A Void - George Perec: Proving that experimentation should broaden the possibilities of literature - a love letter to language,
Christy Malry's Own Double Entry - BS Johnson: lays bare the artificiality of the novel.
Will There Ever Be A Morning? - Frances Farmer: Like The Bell Jar set in golden age Hollywood, a tragic and beautiful memoir.
Lightning Rods - Helen DeWitt: Outrageous satire on self-help and the American Dream, will leave you with uncomfortable mental images every time you hear the title mentioned on the news.
Astragal - Albertine Sarrazin: Like early Godard in novel form.
Into That Darkness - Gitta Sereny: Picks up from Arendt in its unflinching examination of evil.
Fake! - Elmyr de Hory: The fake memoir of an art forger, ghosted by a literary forger.
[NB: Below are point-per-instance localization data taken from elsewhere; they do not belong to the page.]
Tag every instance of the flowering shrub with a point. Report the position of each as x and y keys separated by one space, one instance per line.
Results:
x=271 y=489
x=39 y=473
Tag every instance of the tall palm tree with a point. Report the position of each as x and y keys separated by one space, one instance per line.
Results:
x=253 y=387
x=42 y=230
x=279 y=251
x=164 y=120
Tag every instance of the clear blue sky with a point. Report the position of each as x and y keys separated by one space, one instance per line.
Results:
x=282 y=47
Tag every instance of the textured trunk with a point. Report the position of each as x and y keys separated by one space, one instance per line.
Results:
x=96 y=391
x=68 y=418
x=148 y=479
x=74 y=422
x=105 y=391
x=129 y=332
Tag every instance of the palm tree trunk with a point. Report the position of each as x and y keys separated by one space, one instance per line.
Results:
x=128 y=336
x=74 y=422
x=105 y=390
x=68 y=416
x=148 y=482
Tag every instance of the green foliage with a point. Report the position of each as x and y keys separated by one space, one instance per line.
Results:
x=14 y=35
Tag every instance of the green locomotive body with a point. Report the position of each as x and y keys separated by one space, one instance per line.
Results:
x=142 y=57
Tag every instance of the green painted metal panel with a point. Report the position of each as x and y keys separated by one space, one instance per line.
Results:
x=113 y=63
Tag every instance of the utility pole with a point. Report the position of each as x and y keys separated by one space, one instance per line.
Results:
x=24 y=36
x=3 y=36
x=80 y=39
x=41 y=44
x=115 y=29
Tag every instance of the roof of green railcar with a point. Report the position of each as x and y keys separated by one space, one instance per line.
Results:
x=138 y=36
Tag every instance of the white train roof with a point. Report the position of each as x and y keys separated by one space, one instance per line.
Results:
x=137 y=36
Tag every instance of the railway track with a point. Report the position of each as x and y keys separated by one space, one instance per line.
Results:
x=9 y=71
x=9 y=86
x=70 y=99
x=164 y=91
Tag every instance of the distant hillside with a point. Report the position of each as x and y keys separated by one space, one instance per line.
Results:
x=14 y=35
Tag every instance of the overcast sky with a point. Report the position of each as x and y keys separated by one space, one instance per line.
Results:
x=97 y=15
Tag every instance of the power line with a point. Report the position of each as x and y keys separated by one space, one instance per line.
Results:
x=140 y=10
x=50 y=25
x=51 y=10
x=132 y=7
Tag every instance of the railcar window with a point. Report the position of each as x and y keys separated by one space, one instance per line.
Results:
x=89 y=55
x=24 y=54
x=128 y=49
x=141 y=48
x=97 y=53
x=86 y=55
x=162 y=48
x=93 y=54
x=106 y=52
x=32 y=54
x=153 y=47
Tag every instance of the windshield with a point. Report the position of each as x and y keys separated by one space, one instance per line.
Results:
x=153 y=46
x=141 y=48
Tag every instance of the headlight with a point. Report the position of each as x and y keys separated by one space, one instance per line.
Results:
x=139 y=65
Inspired Orson Welles' film F for Fake.
Man Into Wolf - Robert Eisler: A Jungian essay on lycanthropy and sado-masochism.
Strange News From Another Star - Herman Hesse: Magical and charming short story collection.
La Bas - JK Huysmans: Decadent esoterica, which breaks all the rules of novel-writing. My favourite of Huysmans' books.
Novel With Cocaine - 'M Ageyev': Like Less Than Zero written in pre-Revolutionary Russia; the author's identity has never been proved.
The Vegetarian - Han Kang: Incandescent and extraordinary.
The Woman Destroyed - Simone de Beauvoir: I had a big French phase in 2011, and de Beauvoir's trilogy about ageing women was the highlight.
Chinaman - Shehan Karunatilaka: The best gonzo novel about cricket ever written.
The Buried Giant - Kazuo Ishiguro: Elegant and alluring, with a harsh message about colonialism, reconciliation and memory.
The London Nobody Knows - Geoffrey Fletcher: Documents seedy, rococo and gruesome London.
Dream Story - Arthur Schnitzler: Woozy, narcotic mix of Freudian imagery and fin de siecle eroticism.